That’s because when “a country represents a bigger credit risk, the creditors will demand to be compensated with higher interest rates,” said Johnson, a member of CNBC’s Financial Advisor council.
‘Downgrades can raise borrowing costs over time’
Americans struggling to keep up with sky-high interest charges aren’t likely to get much relief any time soon amid Moody’s downgrade.
“Economic uncertainty, especially regarding tariff policy, has the Fed — and a lot of businesses — on hold,” said Ted Rossman, a senior industry analyst at Bankrate.

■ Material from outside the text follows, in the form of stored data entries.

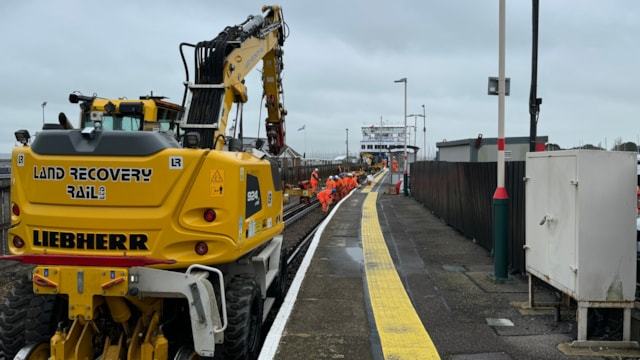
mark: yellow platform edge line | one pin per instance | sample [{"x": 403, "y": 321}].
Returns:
[{"x": 402, "y": 335}]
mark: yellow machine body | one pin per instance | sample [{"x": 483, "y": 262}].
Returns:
[
  {"x": 150, "y": 206},
  {"x": 145, "y": 219}
]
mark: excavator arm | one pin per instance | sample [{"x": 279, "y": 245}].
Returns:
[{"x": 221, "y": 66}]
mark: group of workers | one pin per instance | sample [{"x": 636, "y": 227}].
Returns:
[{"x": 336, "y": 187}]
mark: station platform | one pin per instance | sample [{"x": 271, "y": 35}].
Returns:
[{"x": 384, "y": 278}]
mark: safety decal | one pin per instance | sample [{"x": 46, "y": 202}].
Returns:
[
  {"x": 216, "y": 182},
  {"x": 175, "y": 162}
]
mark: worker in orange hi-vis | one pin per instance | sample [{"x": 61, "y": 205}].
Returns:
[
  {"x": 353, "y": 181},
  {"x": 315, "y": 177},
  {"x": 330, "y": 184},
  {"x": 345, "y": 185},
  {"x": 338, "y": 181},
  {"x": 326, "y": 198}
]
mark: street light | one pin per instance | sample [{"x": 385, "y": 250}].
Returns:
[
  {"x": 405, "y": 192},
  {"x": 415, "y": 128},
  {"x": 347, "y": 157},
  {"x": 424, "y": 131},
  {"x": 43, "y": 105}
]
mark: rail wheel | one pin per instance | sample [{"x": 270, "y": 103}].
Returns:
[
  {"x": 244, "y": 315},
  {"x": 43, "y": 315},
  {"x": 13, "y": 312},
  {"x": 34, "y": 352},
  {"x": 278, "y": 288},
  {"x": 185, "y": 353}
]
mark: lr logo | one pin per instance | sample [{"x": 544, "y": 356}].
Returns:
[{"x": 175, "y": 162}]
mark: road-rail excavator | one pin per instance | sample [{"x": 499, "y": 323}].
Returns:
[{"x": 152, "y": 234}]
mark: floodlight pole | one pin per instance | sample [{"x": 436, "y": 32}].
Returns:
[
  {"x": 405, "y": 191},
  {"x": 424, "y": 131},
  {"x": 500, "y": 197},
  {"x": 43, "y": 105}
]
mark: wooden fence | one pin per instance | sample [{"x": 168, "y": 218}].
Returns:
[{"x": 461, "y": 194}]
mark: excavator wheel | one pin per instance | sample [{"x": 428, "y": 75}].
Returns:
[
  {"x": 13, "y": 313},
  {"x": 34, "y": 352},
  {"x": 244, "y": 315},
  {"x": 278, "y": 288},
  {"x": 185, "y": 353}
]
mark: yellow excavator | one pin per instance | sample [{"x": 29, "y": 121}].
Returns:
[{"x": 151, "y": 234}]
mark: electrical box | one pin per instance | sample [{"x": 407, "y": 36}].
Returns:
[{"x": 581, "y": 223}]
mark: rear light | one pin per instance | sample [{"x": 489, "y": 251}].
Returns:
[
  {"x": 209, "y": 215},
  {"x": 201, "y": 248},
  {"x": 18, "y": 242}
]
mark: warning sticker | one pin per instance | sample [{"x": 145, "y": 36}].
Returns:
[{"x": 216, "y": 182}]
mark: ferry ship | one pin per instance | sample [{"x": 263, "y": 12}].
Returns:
[{"x": 381, "y": 143}]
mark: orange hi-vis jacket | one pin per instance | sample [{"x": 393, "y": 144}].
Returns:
[{"x": 331, "y": 184}]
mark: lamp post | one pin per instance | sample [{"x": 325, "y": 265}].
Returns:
[
  {"x": 500, "y": 197},
  {"x": 43, "y": 105},
  {"x": 424, "y": 131},
  {"x": 405, "y": 192},
  {"x": 415, "y": 128},
  {"x": 347, "y": 157}
]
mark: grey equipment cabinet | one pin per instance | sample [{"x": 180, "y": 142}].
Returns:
[{"x": 581, "y": 229}]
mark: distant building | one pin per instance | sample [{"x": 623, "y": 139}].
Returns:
[{"x": 486, "y": 149}]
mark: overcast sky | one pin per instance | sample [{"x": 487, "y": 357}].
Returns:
[{"x": 340, "y": 62}]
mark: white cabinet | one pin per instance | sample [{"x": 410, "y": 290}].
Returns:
[{"x": 581, "y": 223}]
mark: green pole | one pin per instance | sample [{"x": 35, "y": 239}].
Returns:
[{"x": 405, "y": 178}]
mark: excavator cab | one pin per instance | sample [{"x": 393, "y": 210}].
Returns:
[{"x": 148, "y": 113}]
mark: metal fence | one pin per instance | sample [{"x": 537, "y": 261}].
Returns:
[{"x": 461, "y": 194}]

Atlanta Fed President Raphael Bostic said on CNBC’s “Squawk Box” Monday that he now sees only one rate cut this year as the central bank tries to balance inflationary pressures with worries of a potential recession. Federal Reserve Chair Jerome Powell also recently noted that tariffs may slow growth and boost inflation, making it harder to lower the central bank’s benchmark as previously expected.
Douglas Boneparth, another CFP and the president of Bone Fide Wealth in New York, agreed that the downgrade could translate to higher interest rates on consumer loans.

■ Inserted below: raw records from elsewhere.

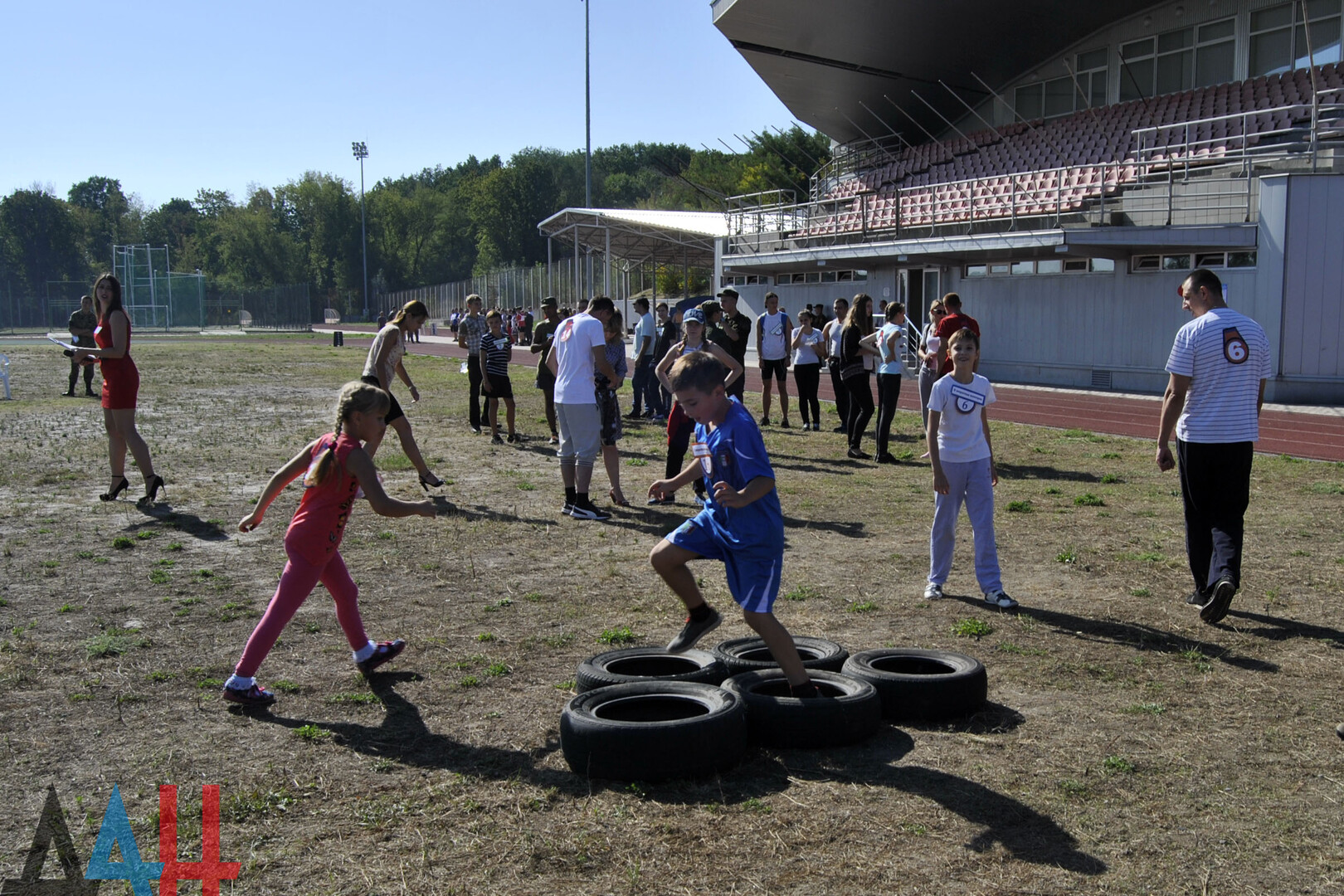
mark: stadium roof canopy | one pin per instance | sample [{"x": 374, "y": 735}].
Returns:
[
  {"x": 639, "y": 236},
  {"x": 827, "y": 61}
]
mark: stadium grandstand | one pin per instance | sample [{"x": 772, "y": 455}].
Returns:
[{"x": 1059, "y": 165}]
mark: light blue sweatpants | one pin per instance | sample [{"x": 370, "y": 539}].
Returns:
[{"x": 967, "y": 483}]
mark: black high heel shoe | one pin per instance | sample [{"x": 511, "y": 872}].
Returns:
[
  {"x": 117, "y": 489},
  {"x": 152, "y": 485}
]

“Downgrades can raise borrowing costs over time,” said Boneparth, who is also on CNBC’s FA council.
“Think higher rates on mortgages, credit cards, and personal loans, especially if confidence in U.S. credit weakens further,” he said.
Which consumer loans could see higher rates
Some loans could see more direct impacts because their rates are tied to bond prices.
Since mortgage rates are largely tied to Treasury yields and the economy, “30-year mortgages are going to be most closely correlated, and longer-term rates are already moving higher,” Rehling said.
The average rate for a 30-year, fixed-rate mortgage was 6.92% as of May 16, while the 15-year, fixed-rate is 6.26%, according to Mortgage News Daily.
Although credit cards and auto loan rates more directly track the federal funds rate, the nation’s financial challenges also play a key role in the Federal Reserve’s stance on interest rates. “The fed funds rate is higher than it would be if the U.S. was in a better fiscal situation,” Rehling said.
Since December 2024, the overnight lending rate has been in a range between 4.25%-4.5%. As a result, the average credit card rate is currently 20.12%, down only slightly from a record 20.79% set last summer, according to Ted Rossman, a senior industry analyst at Bankrate.
Credit card rates tend to mirror Fed actions, so “higher for longer” would keep the average credit card rate around 20% through the rest of the year, Rossman said.
‘We’ve been through this before’
Before its downgrade, Moody’s was the last of the major credit rating agencies to have the U.S. at the highest possible rating.
Standard & Poor’s downgraded the nation’s credit rating in August 2011, and Fitch Ratings cut it in August 2023. “We’ve been through this before,” Rehling said.
Still, the move highlights the country’s fiscal challenges, Rehling said: “The U.S. still maintains its dominance as the safe haven economy of the world, but it puts some chinks in the armor.”
A customer shops in an American Eagle store on April 4, 2025 in Miami, Florida.
Joe Raedle | Getty Images
After a bout of panic buying, more consumers are prepared to rein in their spending and live with less, recent studies show. Even President Donald Trump suggested that Americans should be comfortable with fewer things.
“[Americans] don’t need to have 250 pencils,” Trump said on NBC News’ “Meet the Press.” “They can have five.”
According to a study by Intuit Credit Karma, 83% of consumers said that if their financial situation worsens in the coming months, they will strongly consider cutting back on their non-essential purchases.
Over half of adults, or 54%, said they’ll spend less on travel, dining or live entertainment this year, compared to last year, a new report by Bankrate also found. The site polled nearly 2,500 people in April.
“Moving forward, people may not be able to absorb these higher prices,” said Ted Rossman, Bankrate’s senior industry analyst. “It sort of feels like something has to give.”
While many Americans are concerned about the effect of on-again, off-again tariff policies, few have changed their spending habits yet. Up until now, that is what has helped the U.S. avoid a recession.
Because it represents a significant portion of Gross Domestic Product and fuels economic growth, consumer spending is considered the backbone of the economy.
“Consumers are still spending despite widespread pessimism fueled by rising tariffs,” said Jack Kleinhenz, chief economist of the National Retail Federation. “While tariffs may have weighed on spending decisions, growth is coming at a moderate pace and consumer spending remains steady, reflecting a resilient economy.”
However, now the economy is “at a pivot point,” according to Kleinhenz.
“Hiring, unemployment, spending and inflation data continue in the right direction, but at a slower pace,” Kleinhenz said in a recent statement. “Everyone is worried, and a lot of people have recession on their minds.”
Trump’s tariffs jump started a wave of declining sentiment, which plays a big part in determining how much consumers are willing to spend.
“Any time there is this much uncertainty, people tend to get a little more cautious,” said Matt Schulz, chief credit analyst at LendingTree.
The Conference Boards’ expectations index, which measures consumers’ short-term outlook, plunged to its lowest level since 2011. The University of Michigan’s consumer survey also showed sentiment sank to the lowest reading since June 2022 and the second lowest in the survey’s history going back to 1952.
“The cumulative effects of inflation and high interest rates have been straining households, contributing to record levels of credit card debt and causing consumer sentiment to plummet,” Rossman said.
As it stands, roughly half — 47% — of U.S. adults would not consider themselves financially prepared for a sudden job loss or lack of income, according to recent data from TD Bank’s financial preparedness report, which polled more than 5,000 people earlier this year.
Another 44% of Americans said they think about their financial preparedness every single day.